Monday, November 9, 2009

Thanks, Harald Jäger

I hadn't heard the story Dana tells about the day the Berlin Wall came down, but it's kind of fascinating in how ordinary and human it is. After being handed a badly written note at a minor press conference, a confused Politburo spokesman mistakenly claimed that East Germans would be allowed to cross the border. And then:

During the evening news broadcast in West Germany, the anchor Hanns Friedrichs joyfully proclaimed that the ninth of November was a historic day, for the East German government had announced that its borders were open. East Germans who listened surreptitiously to the Western broadcast immediately gathered at the gate. Within an hour, thousands had gathered at the Wall.

In a nearby possible world, this story ends with a bloody riot. Armed guards shoot the boldest of the misinformed citizens; the uninjured retaliate. Guards are killed, the police put down the riot, and the Wall stands, not forever, but for a little white longer as the Soviets eased into openness.

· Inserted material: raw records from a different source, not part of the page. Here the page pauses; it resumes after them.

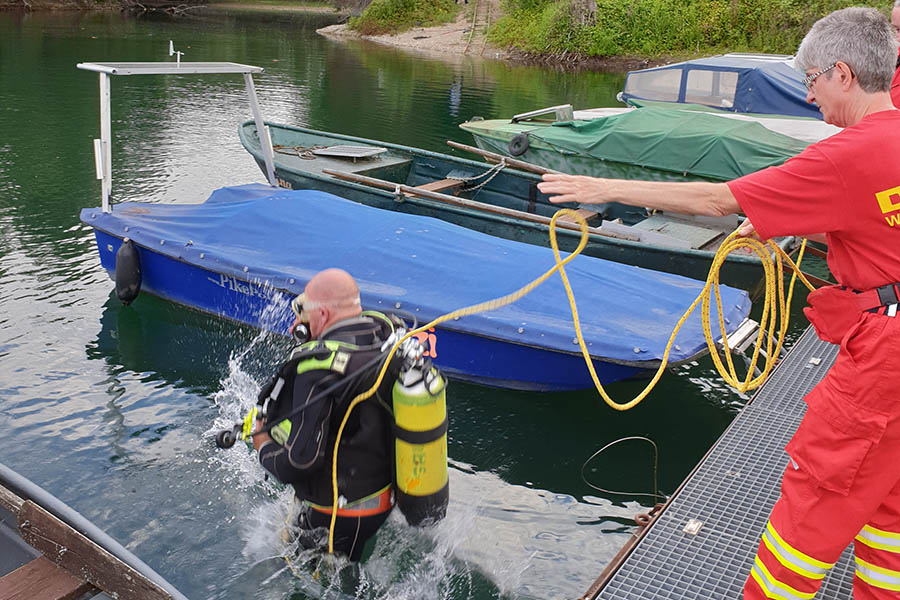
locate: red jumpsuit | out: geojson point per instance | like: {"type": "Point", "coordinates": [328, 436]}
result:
{"type": "Point", "coordinates": [842, 483]}
{"type": "Point", "coordinates": [895, 86]}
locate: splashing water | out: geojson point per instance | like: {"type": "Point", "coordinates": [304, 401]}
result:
{"type": "Point", "coordinates": [498, 540]}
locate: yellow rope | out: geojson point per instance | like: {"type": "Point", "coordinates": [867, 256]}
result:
{"type": "Point", "coordinates": [775, 305]}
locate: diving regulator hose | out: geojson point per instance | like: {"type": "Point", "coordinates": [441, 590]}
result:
{"type": "Point", "coordinates": [776, 307]}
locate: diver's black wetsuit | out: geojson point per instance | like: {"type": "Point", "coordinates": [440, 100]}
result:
{"type": "Point", "coordinates": [301, 450]}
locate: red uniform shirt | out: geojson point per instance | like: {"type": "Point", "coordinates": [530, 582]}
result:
{"type": "Point", "coordinates": [846, 186]}
{"type": "Point", "coordinates": [895, 86]}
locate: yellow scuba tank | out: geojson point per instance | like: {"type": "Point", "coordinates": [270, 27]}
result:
{"type": "Point", "coordinates": [420, 430]}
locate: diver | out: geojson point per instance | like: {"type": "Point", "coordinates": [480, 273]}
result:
{"type": "Point", "coordinates": [299, 450]}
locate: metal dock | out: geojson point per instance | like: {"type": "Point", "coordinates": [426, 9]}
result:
{"type": "Point", "coordinates": [731, 492]}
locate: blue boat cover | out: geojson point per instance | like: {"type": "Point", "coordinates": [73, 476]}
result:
{"type": "Point", "coordinates": [428, 266]}
{"type": "Point", "coordinates": [764, 85]}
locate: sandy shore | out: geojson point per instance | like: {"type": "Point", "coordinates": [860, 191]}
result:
{"type": "Point", "coordinates": [451, 38]}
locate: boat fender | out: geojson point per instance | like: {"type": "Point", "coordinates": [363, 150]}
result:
{"type": "Point", "coordinates": [128, 272]}
{"type": "Point", "coordinates": [518, 145]}
{"type": "Point", "coordinates": [420, 431]}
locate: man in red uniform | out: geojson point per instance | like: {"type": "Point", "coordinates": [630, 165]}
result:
{"type": "Point", "coordinates": [843, 482]}
{"type": "Point", "coordinates": [895, 82]}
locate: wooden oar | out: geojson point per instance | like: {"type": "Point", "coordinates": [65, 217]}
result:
{"type": "Point", "coordinates": [462, 202]}
{"type": "Point", "coordinates": [494, 157]}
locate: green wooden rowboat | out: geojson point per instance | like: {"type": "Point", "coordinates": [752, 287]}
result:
{"type": "Point", "coordinates": [655, 143]}
{"type": "Point", "coordinates": [495, 199]}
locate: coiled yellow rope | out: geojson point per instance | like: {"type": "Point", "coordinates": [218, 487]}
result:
{"type": "Point", "coordinates": [776, 305]}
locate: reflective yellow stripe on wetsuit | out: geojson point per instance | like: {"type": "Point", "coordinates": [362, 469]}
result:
{"type": "Point", "coordinates": [375, 503]}
{"type": "Point", "coordinates": [281, 432]}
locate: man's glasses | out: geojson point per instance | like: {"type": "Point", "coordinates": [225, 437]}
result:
{"type": "Point", "coordinates": [809, 79]}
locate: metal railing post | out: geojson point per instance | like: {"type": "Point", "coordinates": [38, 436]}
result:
{"type": "Point", "coordinates": [265, 142]}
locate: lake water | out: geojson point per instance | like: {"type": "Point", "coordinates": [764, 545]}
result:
{"type": "Point", "coordinates": [112, 409]}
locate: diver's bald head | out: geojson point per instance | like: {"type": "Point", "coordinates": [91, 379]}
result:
{"type": "Point", "coordinates": [332, 286]}
{"type": "Point", "coordinates": [335, 295]}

In this world, Harald Jäger, in command at the Bornholmer Gate, decided not to shoot. He called his superiors, who of course had heard of no such policy change, and faced with the gathering, chanting crowds, decided to let a few cross the border; by midnight, he simply opened the gate to all, not taking names or checking identification.

During the protests in Iran, I was hearing from lots of smart people that what usually decides the fate of nonviolent protests against authoritarian governments is the behavior of the security forces. If they refuse to beat or shoot the protestors, the regime loses its control over the people and collapses. But if they carry out their brutal orders, everything ends in tragedy. That's the choice that faced Harald Jäger twenty years ago, and he made the right one.